A further 5% of today's business analysts might take to the scrum master role. It requires a whole-brain person who has the flexibility needed to become the team coach. It's a difficult transition for most business analysts as they, more often than not, love to be part of the solutioning process.
Twenty percent will move into testing: a more natural move, Viljoen believes. They already do some testing and, as a discipline, it requires the same type of left-brain thinking.

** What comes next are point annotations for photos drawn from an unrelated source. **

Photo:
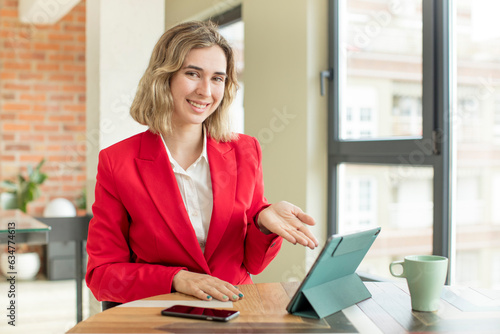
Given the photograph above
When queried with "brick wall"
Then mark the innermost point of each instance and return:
(42, 101)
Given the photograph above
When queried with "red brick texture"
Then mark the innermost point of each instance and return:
(42, 101)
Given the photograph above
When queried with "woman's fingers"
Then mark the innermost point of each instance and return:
(205, 287)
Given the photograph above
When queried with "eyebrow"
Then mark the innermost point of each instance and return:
(200, 69)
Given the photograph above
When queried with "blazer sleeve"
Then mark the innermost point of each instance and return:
(112, 274)
(260, 249)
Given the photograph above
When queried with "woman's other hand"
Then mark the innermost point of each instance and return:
(205, 287)
(287, 220)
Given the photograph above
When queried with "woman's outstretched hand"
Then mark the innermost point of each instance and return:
(287, 220)
(205, 287)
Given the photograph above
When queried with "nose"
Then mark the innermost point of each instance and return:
(203, 88)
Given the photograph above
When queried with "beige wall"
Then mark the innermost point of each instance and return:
(177, 11)
(285, 49)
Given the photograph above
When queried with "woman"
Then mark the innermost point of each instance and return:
(181, 207)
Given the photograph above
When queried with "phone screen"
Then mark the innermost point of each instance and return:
(200, 313)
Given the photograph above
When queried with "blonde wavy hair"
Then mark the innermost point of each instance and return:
(153, 103)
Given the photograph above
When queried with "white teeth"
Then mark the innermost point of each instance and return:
(197, 105)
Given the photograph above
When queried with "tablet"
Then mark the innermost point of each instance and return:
(332, 283)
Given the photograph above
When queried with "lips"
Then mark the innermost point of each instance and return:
(198, 105)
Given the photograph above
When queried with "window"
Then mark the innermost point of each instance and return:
(414, 128)
(232, 28)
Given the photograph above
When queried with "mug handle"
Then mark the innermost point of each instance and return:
(395, 263)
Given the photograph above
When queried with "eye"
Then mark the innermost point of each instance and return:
(192, 74)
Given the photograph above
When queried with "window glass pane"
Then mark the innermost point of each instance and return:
(234, 34)
(382, 71)
(476, 126)
(397, 198)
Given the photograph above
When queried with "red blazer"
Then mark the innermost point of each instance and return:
(141, 236)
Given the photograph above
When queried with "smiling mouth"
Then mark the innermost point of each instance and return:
(198, 105)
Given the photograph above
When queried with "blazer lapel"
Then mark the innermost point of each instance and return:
(221, 157)
(159, 179)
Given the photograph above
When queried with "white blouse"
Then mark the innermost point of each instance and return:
(195, 187)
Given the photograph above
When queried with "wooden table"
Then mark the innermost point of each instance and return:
(263, 311)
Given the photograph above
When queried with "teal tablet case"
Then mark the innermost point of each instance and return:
(332, 283)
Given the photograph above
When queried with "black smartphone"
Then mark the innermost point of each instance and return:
(204, 313)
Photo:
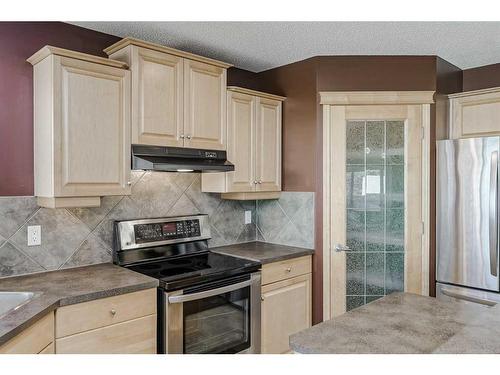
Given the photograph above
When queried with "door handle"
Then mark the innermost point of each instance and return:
(465, 297)
(208, 293)
(338, 247)
(493, 209)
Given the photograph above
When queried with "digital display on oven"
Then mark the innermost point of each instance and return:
(154, 232)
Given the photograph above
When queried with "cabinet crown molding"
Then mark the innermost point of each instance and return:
(45, 51)
(158, 47)
(376, 97)
(474, 92)
(261, 94)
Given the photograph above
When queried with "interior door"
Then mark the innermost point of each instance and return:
(204, 106)
(376, 204)
(268, 145)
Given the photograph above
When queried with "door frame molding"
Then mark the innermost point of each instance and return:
(329, 100)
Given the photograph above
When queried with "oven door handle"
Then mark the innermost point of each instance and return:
(208, 293)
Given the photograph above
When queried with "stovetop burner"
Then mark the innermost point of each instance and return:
(193, 269)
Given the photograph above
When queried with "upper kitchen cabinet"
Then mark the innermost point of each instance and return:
(253, 146)
(178, 98)
(474, 113)
(81, 128)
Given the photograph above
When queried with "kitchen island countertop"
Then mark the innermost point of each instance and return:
(405, 323)
(66, 287)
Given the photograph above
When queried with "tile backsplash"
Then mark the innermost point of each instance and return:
(288, 220)
(83, 236)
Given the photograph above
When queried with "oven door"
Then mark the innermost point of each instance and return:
(217, 317)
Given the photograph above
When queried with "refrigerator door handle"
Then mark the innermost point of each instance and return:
(468, 298)
(493, 223)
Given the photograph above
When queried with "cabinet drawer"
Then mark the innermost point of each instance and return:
(286, 309)
(136, 336)
(33, 339)
(103, 312)
(285, 269)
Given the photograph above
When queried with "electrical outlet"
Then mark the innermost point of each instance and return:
(248, 217)
(34, 235)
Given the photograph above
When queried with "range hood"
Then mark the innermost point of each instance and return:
(178, 159)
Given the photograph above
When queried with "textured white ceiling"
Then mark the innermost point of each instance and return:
(258, 46)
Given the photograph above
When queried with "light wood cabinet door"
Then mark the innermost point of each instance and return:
(157, 98)
(137, 336)
(475, 114)
(32, 340)
(103, 312)
(204, 106)
(92, 129)
(241, 141)
(268, 145)
(49, 349)
(286, 309)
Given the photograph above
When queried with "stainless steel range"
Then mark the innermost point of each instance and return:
(207, 302)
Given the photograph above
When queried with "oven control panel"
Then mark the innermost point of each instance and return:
(169, 230)
(142, 233)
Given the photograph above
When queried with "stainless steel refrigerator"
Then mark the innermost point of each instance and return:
(467, 220)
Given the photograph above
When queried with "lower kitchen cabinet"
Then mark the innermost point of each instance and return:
(37, 339)
(136, 336)
(124, 324)
(286, 303)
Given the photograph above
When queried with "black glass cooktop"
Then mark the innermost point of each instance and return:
(183, 271)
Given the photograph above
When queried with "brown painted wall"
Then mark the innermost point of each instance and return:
(302, 119)
(19, 40)
(482, 77)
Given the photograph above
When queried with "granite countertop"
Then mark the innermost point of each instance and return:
(262, 252)
(66, 287)
(405, 323)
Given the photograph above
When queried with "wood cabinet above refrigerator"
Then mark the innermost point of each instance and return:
(178, 98)
(253, 146)
(81, 128)
(474, 114)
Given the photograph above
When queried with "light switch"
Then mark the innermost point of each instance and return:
(248, 217)
(34, 235)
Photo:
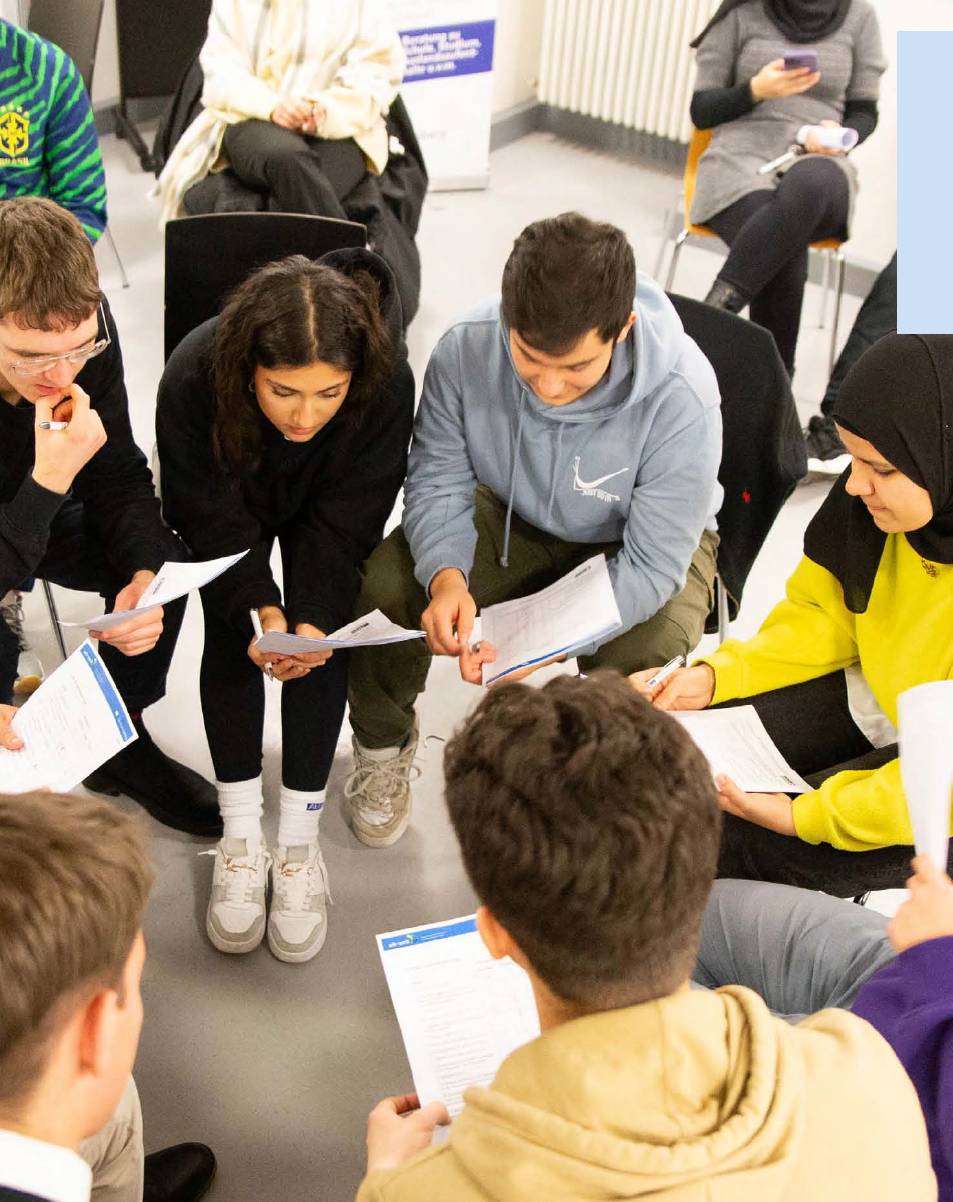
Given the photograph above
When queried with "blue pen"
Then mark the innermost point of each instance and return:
(666, 672)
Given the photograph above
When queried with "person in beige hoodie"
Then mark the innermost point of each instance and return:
(589, 829)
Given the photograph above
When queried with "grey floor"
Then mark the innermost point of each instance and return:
(277, 1065)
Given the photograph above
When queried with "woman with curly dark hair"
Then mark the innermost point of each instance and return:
(286, 418)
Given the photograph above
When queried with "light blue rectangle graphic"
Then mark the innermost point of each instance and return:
(108, 691)
(429, 934)
(924, 183)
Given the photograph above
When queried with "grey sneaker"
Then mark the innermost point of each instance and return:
(236, 910)
(29, 668)
(827, 456)
(377, 792)
(298, 915)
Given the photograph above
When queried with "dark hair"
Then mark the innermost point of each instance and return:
(48, 278)
(567, 275)
(291, 314)
(73, 879)
(589, 827)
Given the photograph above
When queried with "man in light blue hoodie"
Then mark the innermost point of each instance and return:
(563, 421)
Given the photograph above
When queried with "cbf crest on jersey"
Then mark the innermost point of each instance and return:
(15, 135)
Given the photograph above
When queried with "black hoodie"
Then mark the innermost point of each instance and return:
(115, 487)
(331, 495)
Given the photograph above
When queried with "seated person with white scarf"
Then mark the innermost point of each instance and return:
(295, 100)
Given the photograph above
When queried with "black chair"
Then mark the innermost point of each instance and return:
(763, 453)
(75, 28)
(207, 256)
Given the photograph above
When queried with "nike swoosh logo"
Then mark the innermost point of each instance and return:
(595, 483)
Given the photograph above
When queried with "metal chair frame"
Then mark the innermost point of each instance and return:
(831, 249)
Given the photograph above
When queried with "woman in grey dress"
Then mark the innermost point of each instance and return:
(756, 111)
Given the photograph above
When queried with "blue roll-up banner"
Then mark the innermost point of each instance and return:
(448, 85)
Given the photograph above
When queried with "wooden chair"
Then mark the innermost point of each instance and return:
(831, 248)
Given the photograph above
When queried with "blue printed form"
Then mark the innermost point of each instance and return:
(73, 723)
(460, 1012)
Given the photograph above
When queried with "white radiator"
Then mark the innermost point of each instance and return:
(625, 61)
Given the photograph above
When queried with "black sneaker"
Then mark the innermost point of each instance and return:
(180, 1173)
(174, 795)
(826, 453)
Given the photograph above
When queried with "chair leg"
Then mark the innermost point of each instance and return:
(840, 271)
(123, 275)
(721, 606)
(54, 618)
(675, 253)
(825, 289)
(660, 260)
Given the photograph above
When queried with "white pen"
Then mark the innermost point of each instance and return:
(666, 672)
(256, 625)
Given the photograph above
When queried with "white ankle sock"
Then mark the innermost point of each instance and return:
(382, 754)
(240, 804)
(299, 814)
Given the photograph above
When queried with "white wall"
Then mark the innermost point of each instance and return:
(516, 60)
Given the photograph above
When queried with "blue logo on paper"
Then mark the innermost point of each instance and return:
(448, 51)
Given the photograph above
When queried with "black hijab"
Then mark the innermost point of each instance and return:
(799, 21)
(898, 397)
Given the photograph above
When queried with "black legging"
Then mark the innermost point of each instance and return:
(812, 727)
(302, 173)
(769, 232)
(232, 690)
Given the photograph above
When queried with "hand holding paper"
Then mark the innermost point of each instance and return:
(172, 581)
(525, 632)
(371, 630)
(72, 724)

In addition, a further 10% would be suited for the enterprise business analyst role. It's a portfolio-level mandate that aims to provide the high-level business case needed for the business leaders to decide on which projects to pursue. The detail - the traditional business analyst's role - would then be filled in by the whole team, as noted above. "Only a small number of these roles are needed, and they would typically be filled by senior people," Viljoen says.
Viljoen stresses the criteria for these new roles should not be skills, but rather the personality type of each individual.
It is thus important that HR plays a role in helping to assess individual suitability for these new roles. "You can't send a business analyst on a whole lot of training and think he or she will become a product owner," says Viljoen. "Skills get to you to the door, not through it!"
He recommends that business analysts being groomed for the critical product owner role should perhaps follow the apprentice route, and work alongside an existing product owner until they have matured into the role.
And the remaining one-third of today's business analysts? The move to the Agile enterprise will not happen overnight; there will still be plenty of opportunities for traditional business analysts in the foreseeable future.